First, students learn about the objectives and specificities of experimental approaches compared to other types of approaches. Secondly, the main steps of correlational and experimental research are presented to them with their specific requirements. Particular emphasis is placed on the research questions, hypotheses and variables.
In Chapter 1er , the teacher emphasizes the differences between descriptive, experimental and correlational research. To apply this knowledge, the teacher asks students to categorize different research questions according to these different types of research. Rather than generate examples themselves that would be too obvious to categorize, students generate examples in groups of 3 on Padlet. Students vote individually for the answer they think is correct for each proposal that appears; each team takes responsibility for noting the validated answer in the collective discussion on the Padlet created; the latter remains available on Moodle as a review.
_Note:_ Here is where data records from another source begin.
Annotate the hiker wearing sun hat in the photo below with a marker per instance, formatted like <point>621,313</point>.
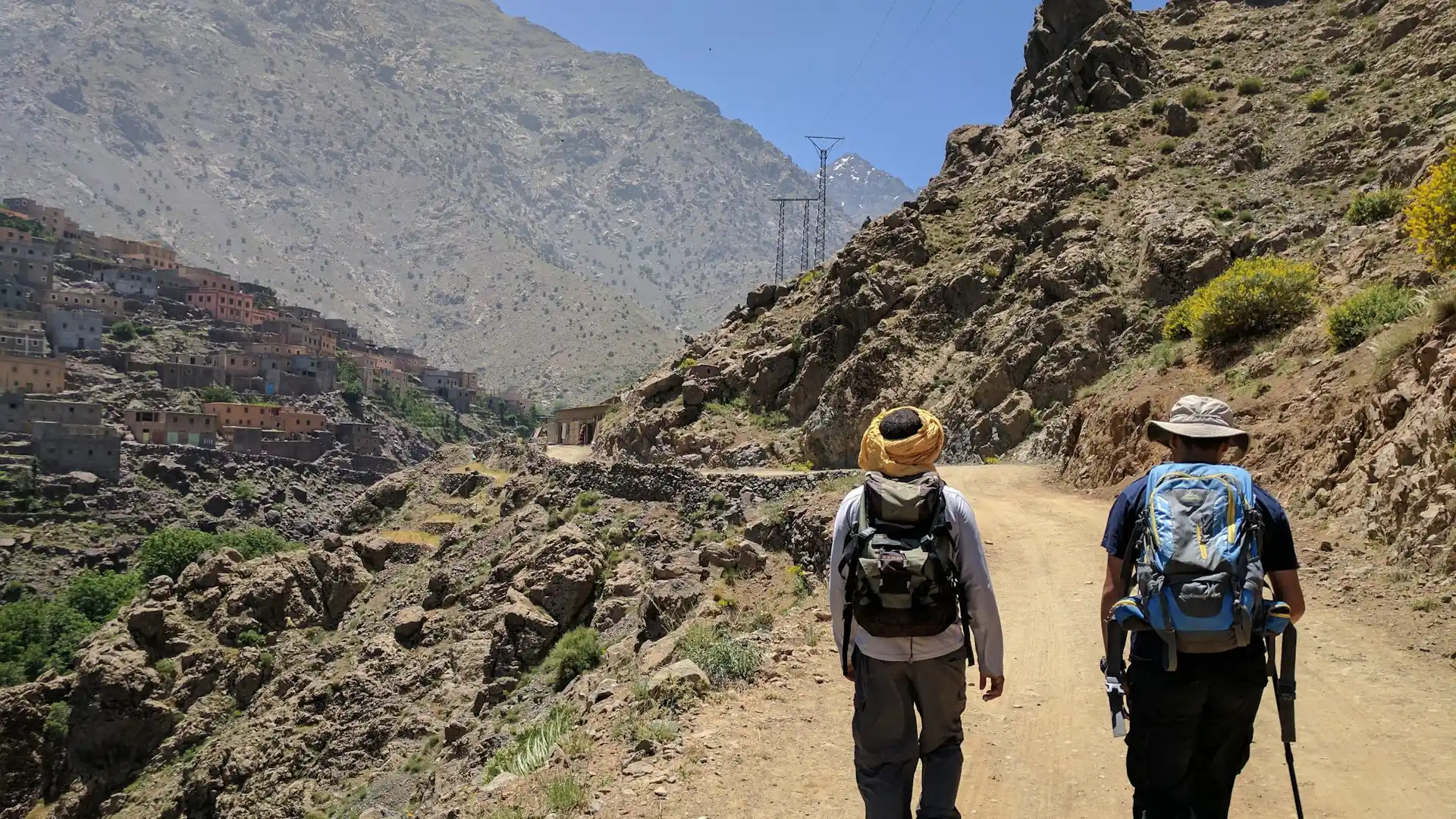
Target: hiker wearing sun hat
<point>908,576</point>
<point>1188,548</point>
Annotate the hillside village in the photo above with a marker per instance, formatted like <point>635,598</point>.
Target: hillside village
<point>218,605</point>
<point>73,297</point>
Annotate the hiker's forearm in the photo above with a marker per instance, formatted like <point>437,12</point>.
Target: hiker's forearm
<point>1286,588</point>
<point>1110,595</point>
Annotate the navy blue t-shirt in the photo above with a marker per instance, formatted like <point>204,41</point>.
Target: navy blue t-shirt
<point>1279,550</point>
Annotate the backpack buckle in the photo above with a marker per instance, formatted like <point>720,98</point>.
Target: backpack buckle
<point>892,563</point>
Show of hands votes are introduced regularly to check the understanding of the contents.
The teacher encourages short informal interactions on the course content covered, using quick cooperative structures. In pairs or trios, students discuss a question posed by the teacher using a structure that invites each student to contribute. The teacher circulates, listens and shares informally with the students. To ensure student engagement, the teacher informs students that she may invite anyone to synthesize what was discussed in the group. The group feedback allows for clarification of the content. The information gathered by the teacher allows her to regulate the content discussed in the course.
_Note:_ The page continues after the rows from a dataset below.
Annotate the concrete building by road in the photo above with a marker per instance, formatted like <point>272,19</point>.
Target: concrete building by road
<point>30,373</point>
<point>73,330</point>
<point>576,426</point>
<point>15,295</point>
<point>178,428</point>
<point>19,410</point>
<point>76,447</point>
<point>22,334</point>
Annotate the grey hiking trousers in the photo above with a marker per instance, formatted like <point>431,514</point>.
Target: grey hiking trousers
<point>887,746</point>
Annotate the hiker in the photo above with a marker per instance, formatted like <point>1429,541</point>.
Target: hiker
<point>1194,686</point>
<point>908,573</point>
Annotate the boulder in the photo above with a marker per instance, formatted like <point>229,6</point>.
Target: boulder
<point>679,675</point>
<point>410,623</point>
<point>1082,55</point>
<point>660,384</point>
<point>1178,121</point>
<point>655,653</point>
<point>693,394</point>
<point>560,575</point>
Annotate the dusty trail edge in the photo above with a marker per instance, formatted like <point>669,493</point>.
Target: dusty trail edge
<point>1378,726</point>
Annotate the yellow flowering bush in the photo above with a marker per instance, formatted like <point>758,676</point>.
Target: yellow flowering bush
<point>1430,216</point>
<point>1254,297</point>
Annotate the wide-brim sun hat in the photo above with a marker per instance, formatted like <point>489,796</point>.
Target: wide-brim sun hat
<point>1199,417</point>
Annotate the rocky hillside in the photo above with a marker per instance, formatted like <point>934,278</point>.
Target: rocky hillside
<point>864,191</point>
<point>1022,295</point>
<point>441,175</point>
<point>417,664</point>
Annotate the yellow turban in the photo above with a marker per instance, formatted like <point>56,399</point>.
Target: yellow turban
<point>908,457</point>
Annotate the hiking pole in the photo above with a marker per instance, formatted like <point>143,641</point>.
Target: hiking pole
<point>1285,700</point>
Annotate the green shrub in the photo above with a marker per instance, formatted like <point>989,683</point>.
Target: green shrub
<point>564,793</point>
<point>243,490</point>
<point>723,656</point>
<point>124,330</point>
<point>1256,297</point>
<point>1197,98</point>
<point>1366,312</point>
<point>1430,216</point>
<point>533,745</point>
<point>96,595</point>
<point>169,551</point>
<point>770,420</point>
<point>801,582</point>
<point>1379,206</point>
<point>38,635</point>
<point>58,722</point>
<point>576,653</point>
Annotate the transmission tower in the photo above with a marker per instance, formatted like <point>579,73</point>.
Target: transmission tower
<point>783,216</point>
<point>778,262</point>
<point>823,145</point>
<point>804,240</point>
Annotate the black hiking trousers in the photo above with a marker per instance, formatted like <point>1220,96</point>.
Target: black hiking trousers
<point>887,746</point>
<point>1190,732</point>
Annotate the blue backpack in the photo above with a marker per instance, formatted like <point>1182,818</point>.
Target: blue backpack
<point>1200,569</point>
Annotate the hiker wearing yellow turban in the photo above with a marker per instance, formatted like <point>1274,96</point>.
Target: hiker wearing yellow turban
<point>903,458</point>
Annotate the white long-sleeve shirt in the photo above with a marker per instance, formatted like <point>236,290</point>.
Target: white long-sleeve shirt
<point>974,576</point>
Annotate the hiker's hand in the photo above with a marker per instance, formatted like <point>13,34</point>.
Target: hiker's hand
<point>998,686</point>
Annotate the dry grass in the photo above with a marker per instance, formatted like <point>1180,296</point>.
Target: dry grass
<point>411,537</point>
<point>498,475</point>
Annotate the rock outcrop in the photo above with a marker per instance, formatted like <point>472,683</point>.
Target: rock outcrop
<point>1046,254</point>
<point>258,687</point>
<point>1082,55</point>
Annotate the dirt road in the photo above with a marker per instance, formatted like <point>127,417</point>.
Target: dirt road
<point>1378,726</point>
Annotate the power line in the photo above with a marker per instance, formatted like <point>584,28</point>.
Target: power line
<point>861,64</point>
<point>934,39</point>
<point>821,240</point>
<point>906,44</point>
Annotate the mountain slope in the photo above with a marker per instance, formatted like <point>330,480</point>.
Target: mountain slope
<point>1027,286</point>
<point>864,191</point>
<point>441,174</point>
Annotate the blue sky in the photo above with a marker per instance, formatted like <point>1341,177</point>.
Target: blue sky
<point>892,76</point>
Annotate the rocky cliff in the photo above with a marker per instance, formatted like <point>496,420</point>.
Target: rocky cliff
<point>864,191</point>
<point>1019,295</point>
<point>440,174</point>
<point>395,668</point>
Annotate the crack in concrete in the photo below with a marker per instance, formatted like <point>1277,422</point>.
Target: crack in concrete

At the end of each chapter, students are given questions in the form of quizzes to help them review their knowledge. The students answer them at home and the teacher repeats the questions that were problematic at the beginning of the next class in order to promote the appropriation of the content. This work in session is proposed on the basis of the students' answers, provided that there is a sufficient number of respondents.
Students have access to in-depth articles on Moodle that are only discussed in class if they have specific questions about them.